These AP 10th Class Maths Chapter Wise Important Questions Chapter 13 Probability will help students prepare well for the exams.

## AP State Syllabus 10th Class Maths 13th Lesson Important Questions and Answers Probability

Question 1.

If P(E) = 3/4, what is the probability of “not E”?

Solution:

Probability P(E) = 3/4.

Prabability of “not E” P (\((\overline{\mathrm{E}})\)) = 1 – P(E)

= 1 – \(\frac{3}{4}=\frac{1}{4}\)

Question 2.

You are writing a test of 40 objective type questions.
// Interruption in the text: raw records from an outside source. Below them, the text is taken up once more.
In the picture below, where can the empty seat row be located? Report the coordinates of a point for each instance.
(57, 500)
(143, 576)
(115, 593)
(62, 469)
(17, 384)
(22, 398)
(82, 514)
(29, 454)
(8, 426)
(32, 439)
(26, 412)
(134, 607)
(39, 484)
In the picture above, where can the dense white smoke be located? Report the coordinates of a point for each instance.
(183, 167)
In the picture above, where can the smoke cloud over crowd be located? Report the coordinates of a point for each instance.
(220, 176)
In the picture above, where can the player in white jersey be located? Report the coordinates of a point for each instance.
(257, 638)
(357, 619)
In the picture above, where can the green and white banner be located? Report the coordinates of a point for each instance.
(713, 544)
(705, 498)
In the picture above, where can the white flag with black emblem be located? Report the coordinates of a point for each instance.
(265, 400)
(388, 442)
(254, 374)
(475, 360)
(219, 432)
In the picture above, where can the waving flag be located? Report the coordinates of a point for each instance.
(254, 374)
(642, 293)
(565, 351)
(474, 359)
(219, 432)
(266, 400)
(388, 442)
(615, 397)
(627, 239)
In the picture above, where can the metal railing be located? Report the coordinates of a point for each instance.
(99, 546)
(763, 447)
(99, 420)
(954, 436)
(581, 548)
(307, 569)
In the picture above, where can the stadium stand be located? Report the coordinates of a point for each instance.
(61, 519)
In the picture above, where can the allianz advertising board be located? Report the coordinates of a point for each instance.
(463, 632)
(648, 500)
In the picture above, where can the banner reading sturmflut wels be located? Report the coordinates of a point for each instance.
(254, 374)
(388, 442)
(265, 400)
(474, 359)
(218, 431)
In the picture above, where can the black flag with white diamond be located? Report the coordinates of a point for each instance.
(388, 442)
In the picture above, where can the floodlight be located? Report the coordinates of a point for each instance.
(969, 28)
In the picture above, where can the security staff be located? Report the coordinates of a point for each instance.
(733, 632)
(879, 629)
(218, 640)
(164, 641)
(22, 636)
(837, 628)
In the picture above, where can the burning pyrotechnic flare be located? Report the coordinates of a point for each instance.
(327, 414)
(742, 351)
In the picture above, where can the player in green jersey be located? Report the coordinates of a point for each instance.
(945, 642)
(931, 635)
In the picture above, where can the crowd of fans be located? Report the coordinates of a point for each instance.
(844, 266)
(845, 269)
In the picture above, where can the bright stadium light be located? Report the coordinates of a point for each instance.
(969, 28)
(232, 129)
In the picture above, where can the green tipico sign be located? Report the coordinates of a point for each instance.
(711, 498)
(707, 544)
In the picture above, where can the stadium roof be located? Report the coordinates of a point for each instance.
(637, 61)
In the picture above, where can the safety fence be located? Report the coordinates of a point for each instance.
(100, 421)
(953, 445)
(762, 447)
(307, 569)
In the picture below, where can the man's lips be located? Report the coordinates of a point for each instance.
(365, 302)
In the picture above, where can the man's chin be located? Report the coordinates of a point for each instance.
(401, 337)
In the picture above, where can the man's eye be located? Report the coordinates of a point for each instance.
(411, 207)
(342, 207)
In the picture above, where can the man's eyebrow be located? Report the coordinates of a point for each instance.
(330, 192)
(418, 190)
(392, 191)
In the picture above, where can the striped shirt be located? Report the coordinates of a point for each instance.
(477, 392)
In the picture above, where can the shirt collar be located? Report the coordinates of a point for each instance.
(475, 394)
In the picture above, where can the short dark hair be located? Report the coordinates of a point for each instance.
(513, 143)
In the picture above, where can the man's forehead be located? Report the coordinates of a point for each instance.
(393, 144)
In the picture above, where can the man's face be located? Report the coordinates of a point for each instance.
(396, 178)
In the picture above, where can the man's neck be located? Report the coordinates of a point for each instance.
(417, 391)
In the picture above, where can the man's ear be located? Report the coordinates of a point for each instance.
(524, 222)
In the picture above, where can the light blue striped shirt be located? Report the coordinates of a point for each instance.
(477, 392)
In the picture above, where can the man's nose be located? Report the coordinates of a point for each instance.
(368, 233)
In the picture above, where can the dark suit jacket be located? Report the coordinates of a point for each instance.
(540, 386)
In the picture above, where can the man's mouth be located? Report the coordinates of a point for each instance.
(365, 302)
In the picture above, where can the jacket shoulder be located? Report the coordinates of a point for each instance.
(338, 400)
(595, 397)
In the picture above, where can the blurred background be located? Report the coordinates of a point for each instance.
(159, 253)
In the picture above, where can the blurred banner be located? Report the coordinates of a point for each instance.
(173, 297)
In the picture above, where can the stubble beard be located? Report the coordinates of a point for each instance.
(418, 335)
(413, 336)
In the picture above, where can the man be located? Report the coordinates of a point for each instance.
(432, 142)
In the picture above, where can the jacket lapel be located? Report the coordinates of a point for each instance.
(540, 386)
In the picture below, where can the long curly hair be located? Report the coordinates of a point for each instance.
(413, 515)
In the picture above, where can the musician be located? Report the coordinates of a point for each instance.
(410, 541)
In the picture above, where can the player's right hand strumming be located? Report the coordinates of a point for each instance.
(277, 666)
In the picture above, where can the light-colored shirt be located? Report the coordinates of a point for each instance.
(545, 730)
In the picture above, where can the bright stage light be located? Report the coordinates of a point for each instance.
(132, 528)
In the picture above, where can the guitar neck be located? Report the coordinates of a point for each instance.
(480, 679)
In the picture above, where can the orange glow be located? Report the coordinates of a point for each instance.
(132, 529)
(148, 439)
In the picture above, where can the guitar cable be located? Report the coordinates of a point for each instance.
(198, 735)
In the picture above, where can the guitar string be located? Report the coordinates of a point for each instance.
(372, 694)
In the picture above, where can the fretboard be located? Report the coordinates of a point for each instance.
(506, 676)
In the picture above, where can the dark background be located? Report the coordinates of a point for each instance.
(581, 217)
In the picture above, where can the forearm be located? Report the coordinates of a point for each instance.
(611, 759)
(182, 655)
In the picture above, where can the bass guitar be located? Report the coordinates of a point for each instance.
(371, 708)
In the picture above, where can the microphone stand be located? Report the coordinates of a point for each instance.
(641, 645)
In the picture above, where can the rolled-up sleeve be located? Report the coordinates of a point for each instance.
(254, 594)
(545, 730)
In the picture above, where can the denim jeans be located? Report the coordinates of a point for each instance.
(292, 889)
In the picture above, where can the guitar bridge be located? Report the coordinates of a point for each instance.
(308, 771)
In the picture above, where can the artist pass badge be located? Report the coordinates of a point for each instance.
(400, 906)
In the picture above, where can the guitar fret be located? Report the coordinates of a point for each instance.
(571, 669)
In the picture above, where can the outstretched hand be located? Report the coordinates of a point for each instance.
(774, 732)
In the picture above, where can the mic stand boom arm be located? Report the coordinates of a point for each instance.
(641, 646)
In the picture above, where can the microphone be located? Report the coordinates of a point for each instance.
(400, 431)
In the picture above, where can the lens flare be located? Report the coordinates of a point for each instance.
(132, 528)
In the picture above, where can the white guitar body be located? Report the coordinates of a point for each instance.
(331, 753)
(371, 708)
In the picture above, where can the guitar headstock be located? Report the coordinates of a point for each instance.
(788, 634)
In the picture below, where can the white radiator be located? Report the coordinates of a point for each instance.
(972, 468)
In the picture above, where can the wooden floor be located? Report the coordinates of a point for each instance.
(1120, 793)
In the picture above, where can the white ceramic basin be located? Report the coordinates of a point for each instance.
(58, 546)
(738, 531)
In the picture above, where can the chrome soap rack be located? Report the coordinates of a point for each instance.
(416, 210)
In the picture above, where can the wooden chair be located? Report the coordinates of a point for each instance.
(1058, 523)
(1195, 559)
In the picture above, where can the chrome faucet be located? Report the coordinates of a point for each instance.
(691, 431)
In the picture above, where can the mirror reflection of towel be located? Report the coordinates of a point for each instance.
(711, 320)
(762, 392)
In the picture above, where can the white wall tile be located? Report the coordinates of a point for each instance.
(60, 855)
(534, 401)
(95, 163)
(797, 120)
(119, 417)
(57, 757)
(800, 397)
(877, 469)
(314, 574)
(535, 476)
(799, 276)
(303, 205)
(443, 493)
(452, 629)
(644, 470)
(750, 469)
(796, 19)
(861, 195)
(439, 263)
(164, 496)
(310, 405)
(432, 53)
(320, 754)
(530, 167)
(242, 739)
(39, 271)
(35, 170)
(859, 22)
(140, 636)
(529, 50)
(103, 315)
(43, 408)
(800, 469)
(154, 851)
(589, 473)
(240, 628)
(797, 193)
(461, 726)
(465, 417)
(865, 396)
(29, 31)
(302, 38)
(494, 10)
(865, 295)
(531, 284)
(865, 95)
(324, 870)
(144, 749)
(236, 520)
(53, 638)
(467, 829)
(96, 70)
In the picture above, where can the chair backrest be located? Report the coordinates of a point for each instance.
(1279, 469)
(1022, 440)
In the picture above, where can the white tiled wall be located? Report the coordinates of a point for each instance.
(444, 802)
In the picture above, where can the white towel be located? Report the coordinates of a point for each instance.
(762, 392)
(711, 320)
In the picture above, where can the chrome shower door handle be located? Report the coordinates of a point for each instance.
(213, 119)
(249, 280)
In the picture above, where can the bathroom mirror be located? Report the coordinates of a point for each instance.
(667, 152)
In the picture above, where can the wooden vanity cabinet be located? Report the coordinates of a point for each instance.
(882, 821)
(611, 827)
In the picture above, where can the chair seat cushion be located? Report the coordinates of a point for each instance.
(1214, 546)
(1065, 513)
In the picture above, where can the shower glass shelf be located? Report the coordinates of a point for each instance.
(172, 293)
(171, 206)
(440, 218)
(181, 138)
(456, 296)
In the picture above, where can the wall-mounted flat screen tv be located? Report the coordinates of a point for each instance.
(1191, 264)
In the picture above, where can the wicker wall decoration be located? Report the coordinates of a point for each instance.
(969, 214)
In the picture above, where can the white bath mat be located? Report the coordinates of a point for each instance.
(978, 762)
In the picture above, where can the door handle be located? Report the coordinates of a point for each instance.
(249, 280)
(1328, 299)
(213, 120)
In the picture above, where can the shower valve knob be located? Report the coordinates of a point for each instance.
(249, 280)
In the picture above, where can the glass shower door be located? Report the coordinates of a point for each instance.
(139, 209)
Each question carries 1 mark. What is the probability of marks you may get to be in multiple of 5?

Solution:

Total Number of questions = 40

Total Number of outcomes = 40

Number of Multiples of 5 upto 40 = 8

Favourable outcomes = 8

Probability for getting multiples of 5

Favourable outcomes for getting = \(\frac{\text { multiples of } 5}{\text { Total No. of possible outcomes }}\)

= \(\frac{8}{40}=\frac{1}{5}\)

Question 3.

A page is opened at random from a book containing 100 pages. Find the probability that the page number is a perfect square.

Solution:

Number of pages in given book = 100

The page numbers that will be perfectly a square number (If randomly that are selected) are 1,4,9, 16, 25, 36, 49, 64, 81 and 100.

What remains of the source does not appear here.